Gran escala o gran estafa

José Antonio Labordeta

Hace unos meses todos los medios se hicieron eco de un milagro: Uno de los grande secanos semidesérticos de España, situado en Aragón, y conocido como Los Monegros, se iba a transformar, por obra y gracia de unos "colegas" en la nueva Las Vegas baturras.

A los de los secanos se les hicieron los ojos chiribitas y levantaban loas de gloria para el Gobierno del señor Marcelino y su jefe, el señor Biel, porque gracias ellos lo que había sido dureza y a veces casi hambre y sed, se iba a convertir en una nueva vida donde todos serían couprieres, machacas o guardacoches y otra cosica sería la vida. Se mete hasta el corvejón del compromiso el Gobierno y, de golpe, un periodista llamado José Luis Trasobares descubre que todo es como un gran timo de la estampita al que entraron todos los consejeros de ese Gobierno.

Pero a los garrulillos, que los llevaron hasta el Lido se les cayeron las bragas y se pusieron a las órdenes de algunos que no tenían nada y que querían sacar todo de una perfecta estafa.

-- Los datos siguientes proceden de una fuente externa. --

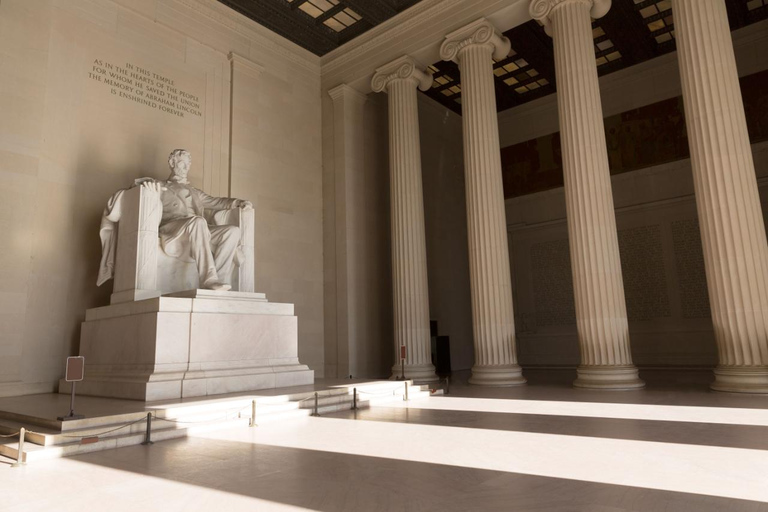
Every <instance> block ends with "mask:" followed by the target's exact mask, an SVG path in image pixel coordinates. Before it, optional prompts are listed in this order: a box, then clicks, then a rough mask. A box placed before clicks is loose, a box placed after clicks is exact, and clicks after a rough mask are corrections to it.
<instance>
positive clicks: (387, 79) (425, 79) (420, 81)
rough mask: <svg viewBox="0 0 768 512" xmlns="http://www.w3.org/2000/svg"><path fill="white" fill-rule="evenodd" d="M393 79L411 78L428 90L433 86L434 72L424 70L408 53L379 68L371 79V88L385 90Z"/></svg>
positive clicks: (425, 88)
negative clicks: (423, 69)
mask: <svg viewBox="0 0 768 512" xmlns="http://www.w3.org/2000/svg"><path fill="white" fill-rule="evenodd" d="M393 80H411V81H412V82H413V84H414V85H418V87H419V89H421V90H422V91H428V90H429V88H430V87H432V73H431V72H429V71H422V70H421V68H419V67H418V66H417V64H416V61H415V60H413V59H412V58H411V57H410V56H408V55H403V56H402V57H400V58H399V59H395V60H393V61H392V62H390V63H389V64H385V65H384V66H381V67H380V68H378V69H377V70H376V73H374V75H373V78H372V79H371V89H373V92H381V91H385V90H387V88H388V87H389V84H390V83H391V82H392V81H393Z"/></svg>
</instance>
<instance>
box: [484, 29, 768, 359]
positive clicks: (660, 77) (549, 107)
mask: <svg viewBox="0 0 768 512" xmlns="http://www.w3.org/2000/svg"><path fill="white" fill-rule="evenodd" d="M767 28H768V22H766V21H763V22H759V23H756V24H754V25H750V26H748V27H745V28H742V29H739V30H737V31H735V32H733V33H732V37H733V42H734V50H735V54H736V59H737V64H738V71H739V75H740V76H746V75H750V74H753V73H757V72H759V71H762V70H765V69H768V30H767ZM600 92H601V99H602V105H603V111H604V115H605V116H611V115H615V114H618V113H621V112H625V111H629V110H632V109H635V108H638V107H641V106H644V105H648V104H652V103H655V102H657V101H661V100H665V99H668V98H673V97H675V96H679V95H680V94H681V86H680V79H679V71H678V64H677V56H676V55H675V54H674V53H673V54H668V55H665V56H662V57H658V58H656V59H653V60H650V61H647V62H644V63H642V64H639V65H637V66H633V67H631V68H628V69H624V70H621V71H618V72H615V73H611V74H609V75H605V76H603V77H601V78H600ZM557 115H558V114H557V103H556V97H555V96H554V95H552V96H548V97H545V98H541V99H538V100H535V101H532V102H530V103H527V104H526V105H523V106H521V107H518V108H515V109H511V110H508V111H506V112H502V113H500V114H499V126H500V135H501V139H502V146H503V147H506V146H510V145H512V144H515V143H517V142H522V141H525V140H529V139H531V138H534V137H538V136H541V135H545V134H549V133H554V132H557V131H558V129H559V127H558V117H557ZM752 152H753V155H754V159H755V170H756V174H757V179H758V186H759V189H760V195H761V201H762V204H763V212H764V216H765V212H766V211H768V181H766V180H768V143H766V142H760V143H756V144H753V145H752ZM611 182H612V192H613V199H614V203H615V207H616V223H617V229H618V238H619V249H620V256H621V264H622V274H623V281H624V288H625V292H626V299H627V308H628V319H629V329H630V336H631V339H632V354H633V358H634V361H635V363H636V364H639V365H645V366H713V365H715V364H716V363H717V352H716V346H715V340H714V334H713V328H712V320H711V312H710V310H709V300H708V293H707V286H706V276H705V274H704V262H703V252H702V245H701V238H700V234H699V225H698V216H697V213H696V205H695V200H694V196H693V192H694V190H693V174H692V169H691V164H690V160H688V159H684V160H678V161H675V162H669V163H665V164H660V165H656V166H653V167H649V168H645V169H640V170H637V171H631V172H627V173H624V174H620V175H616V176H613V177H612V178H611ZM506 207H507V224H508V231H509V243H510V255H511V257H510V259H511V265H512V276H513V292H514V294H515V295H514V300H515V305H516V310H515V315H516V325H517V326H518V339H519V340H520V358H521V363H522V364H528V365H542V366H562V365H565V366H573V365H576V364H578V361H579V353H578V342H577V335H576V323H575V314H574V310H573V308H574V298H573V283H572V276H571V267H570V258H569V255H568V233H567V227H566V217H565V196H564V192H563V189H562V188H557V189H552V190H548V191H544V192H538V193H535V194H529V195H527V196H522V197H517V198H513V199H508V200H507V201H506Z"/></svg>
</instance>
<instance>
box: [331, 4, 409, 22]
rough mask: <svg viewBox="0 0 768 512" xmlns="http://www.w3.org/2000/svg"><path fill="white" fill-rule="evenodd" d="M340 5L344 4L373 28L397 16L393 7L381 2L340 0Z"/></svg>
mask: <svg viewBox="0 0 768 512" xmlns="http://www.w3.org/2000/svg"><path fill="white" fill-rule="evenodd" d="M341 3H344V4H346V5H347V6H348V7H350V8H351V9H352V10H353V11H355V12H356V13H357V14H359V15H360V16H362V17H363V19H364V20H366V21H367V22H368V23H370V24H371V25H373V26H376V25H378V24H380V23H383V22H385V21H386V20H388V19H389V18H391V17H392V16H394V15H395V14H397V10H396V9H395V8H394V7H392V6H391V5H389V4H388V3H385V2H383V1H381V0H341Z"/></svg>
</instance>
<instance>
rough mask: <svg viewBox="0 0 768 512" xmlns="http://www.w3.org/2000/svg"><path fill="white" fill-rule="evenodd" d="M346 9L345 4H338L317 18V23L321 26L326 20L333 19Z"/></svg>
mask: <svg viewBox="0 0 768 512" xmlns="http://www.w3.org/2000/svg"><path fill="white" fill-rule="evenodd" d="M344 9H346V6H345V5H344V4H343V3H338V4H336V5H334V6H333V7H331V8H330V9H328V10H327V11H325V12H324V13H323V14H321V15H320V16H318V17H317V18H315V22H316V23H318V24H320V23H322V22H324V21H325V20H327V19H328V18H332V17H334V16H336V15H337V14H339V13H340V12H341V11H343V10H344Z"/></svg>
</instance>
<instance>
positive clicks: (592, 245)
mask: <svg viewBox="0 0 768 512" xmlns="http://www.w3.org/2000/svg"><path fill="white" fill-rule="evenodd" d="M592 5H593V3H592V1H591V0H563V1H561V2H559V3H558V4H557V5H555V6H554V8H553V9H552V12H551V13H550V14H549V21H550V23H551V26H550V31H551V33H552V38H553V40H554V49H555V70H556V73H557V88H558V93H557V100H558V108H559V115H560V134H561V141H562V147H563V172H564V178H565V200H566V212H567V216H568V236H569V242H570V252H571V267H572V271H573V280H574V282H573V289H574V295H575V306H576V324H577V330H578V335H579V349H580V352H581V365H580V366H579V368H578V378H577V379H576V381H575V382H574V385H575V386H577V387H587V388H597V389H636V388H641V387H643V386H644V385H645V384H644V383H643V381H641V380H640V379H639V378H638V375H637V368H635V366H634V365H633V364H632V355H631V353H630V347H629V326H628V323H627V307H626V302H625V298H624V283H623V281H622V275H621V261H620V259H619V242H618V236H617V232H616V215H615V212H614V206H613V195H612V192H611V176H610V171H609V168H608V153H607V148H606V142H605V129H604V126H603V111H602V106H601V103H600V89H599V85H598V80H597V65H596V63H595V50H594V43H593V40H592V24H591V16H590V10H591V8H592Z"/></svg>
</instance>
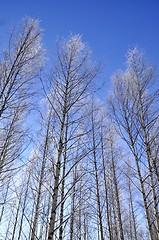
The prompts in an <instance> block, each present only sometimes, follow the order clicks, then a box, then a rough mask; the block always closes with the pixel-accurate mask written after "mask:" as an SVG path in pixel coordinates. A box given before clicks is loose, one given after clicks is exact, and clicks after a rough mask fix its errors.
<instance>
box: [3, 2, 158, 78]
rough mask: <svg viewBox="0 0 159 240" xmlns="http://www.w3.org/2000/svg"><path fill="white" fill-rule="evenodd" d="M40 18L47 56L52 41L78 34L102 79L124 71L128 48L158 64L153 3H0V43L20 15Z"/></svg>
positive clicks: (109, 76) (92, 2)
mask: <svg viewBox="0 0 159 240" xmlns="http://www.w3.org/2000/svg"><path fill="white" fill-rule="evenodd" d="M24 16H31V17H35V18H39V19H40V20H41V26H42V28H43V29H44V43H45V46H46V48H48V49H49V50H50V52H52V53H53V49H54V47H55V40H56V38H57V37H60V36H63V37H66V36H67V35H69V33H70V32H72V33H79V34H82V35H83V39H84V41H86V42H88V44H89V46H90V47H91V49H92V51H93V56H94V58H95V59H97V60H101V61H103V62H104V63H105V66H106V68H105V77H106V78H109V77H110V76H111V75H112V74H113V72H114V71H116V70H117V69H119V68H123V67H124V61H125V55H126V52H127V50H128V48H130V47H133V46H136V45H137V46H138V47H140V48H142V49H144V50H145V51H146V54H147V57H148V59H149V61H150V62H151V63H153V64H155V65H156V66H157V68H158V66H159V0H2V1H1V4H0V23H1V24H0V42H1V40H2V35H3V34H4V32H7V31H8V29H9V27H10V26H11V25H13V24H16V23H17V22H19V21H20V20H21V19H22V17H24Z"/></svg>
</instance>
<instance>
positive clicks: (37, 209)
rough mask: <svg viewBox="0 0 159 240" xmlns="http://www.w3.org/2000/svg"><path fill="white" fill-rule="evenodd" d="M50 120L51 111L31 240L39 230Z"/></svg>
mask: <svg viewBox="0 0 159 240" xmlns="http://www.w3.org/2000/svg"><path fill="white" fill-rule="evenodd" d="M50 120H51V111H50V113H49V119H48V123H47V129H46V136H45V143H44V150H43V156H42V166H41V172H40V179H39V185H38V191H37V199H36V205H35V214H34V220H33V225H32V233H31V240H34V239H36V238H35V237H36V229H37V223H38V217H39V207H40V199H41V193H42V185H43V179H44V172H45V165H46V157H47V149H48V138H49V129H50Z"/></svg>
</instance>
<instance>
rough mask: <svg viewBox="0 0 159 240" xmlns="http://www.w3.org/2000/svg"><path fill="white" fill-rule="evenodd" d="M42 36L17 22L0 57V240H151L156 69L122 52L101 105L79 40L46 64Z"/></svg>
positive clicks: (93, 65)
mask: <svg viewBox="0 0 159 240" xmlns="http://www.w3.org/2000/svg"><path fill="white" fill-rule="evenodd" d="M42 37H43V31H42V30H41V28H40V26H39V20H37V19H32V18H25V19H24V20H23V21H22V23H21V24H20V25H17V26H16V28H14V29H13V31H12V32H11V34H10V35H9V37H8V39H7V40H6V42H7V44H6V46H7V47H6V49H4V50H3V51H2V52H1V58H0V240H159V87H158V86H159V85H157V79H158V76H157V72H156V71H155V68H154V67H153V66H152V65H151V64H150V63H148V62H147V60H146V57H145V54H144V52H143V51H140V50H139V49H138V48H136V47H135V48H132V49H129V50H128V52H127V55H126V67H125V69H124V70H118V71H117V72H115V73H114V75H113V76H112V86H111V90H110V91H109V93H105V99H104V100H101V99H99V97H98V95H99V94H97V92H98V91H102V89H101V88H102V87H101V88H100V87H98V86H99V81H100V73H101V71H102V66H101V64H98V63H96V62H95V61H94V60H92V55H91V50H90V48H89V46H88V44H86V43H84V42H83V40H82V37H81V36H80V35H78V34H76V35H73V34H70V35H69V36H68V37H67V38H65V39H62V38H61V40H59V41H58V42H57V45H56V49H55V51H54V56H53V58H54V61H53V62H51V63H50V62H49V64H48V63H47V62H48V59H47V54H46V52H47V51H46V49H45V48H44V47H43V40H42ZM49 61H50V60H49ZM48 65H50V66H51V67H50V68H49V66H48ZM105 81H107V79H105ZM97 83H98V84H97Z"/></svg>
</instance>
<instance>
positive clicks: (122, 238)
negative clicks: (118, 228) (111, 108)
mask: <svg viewBox="0 0 159 240" xmlns="http://www.w3.org/2000/svg"><path fill="white" fill-rule="evenodd" d="M110 148H111V149H110V151H111V162H112V170H113V181H114V187H115V197H116V202H117V213H118V222H119V231H120V239H121V240H124V232H123V224H122V219H121V207H120V199H119V190H118V182H117V177H116V169H115V163H114V154H113V144H112V142H111V146H110Z"/></svg>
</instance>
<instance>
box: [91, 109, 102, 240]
mask: <svg viewBox="0 0 159 240" xmlns="http://www.w3.org/2000/svg"><path fill="white" fill-rule="evenodd" d="M94 124H95V123H94V116H93V112H92V143H93V161H94V170H95V181H96V197H97V207H98V218H99V226H100V237H101V240H104V232H103V223H102V211H101V201H100V190H99V176H98V167H97V158H96V142H95V129H94Z"/></svg>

El señor Marcelino se calla. Biel dice burradas y ustedes, los de la prensa nacional pasan del rollo porque la estafa es autonómica y no nacional. !Cojonudo! Lo peor de todo es que el "órgano oficial del pensamiento aragonés", que se había involucrado en la empresa, apenas dice nada y mis paisanos, que leen ese panfleto derechista, se quedan tan contentos.

Y luego dicen que el pescado es caro.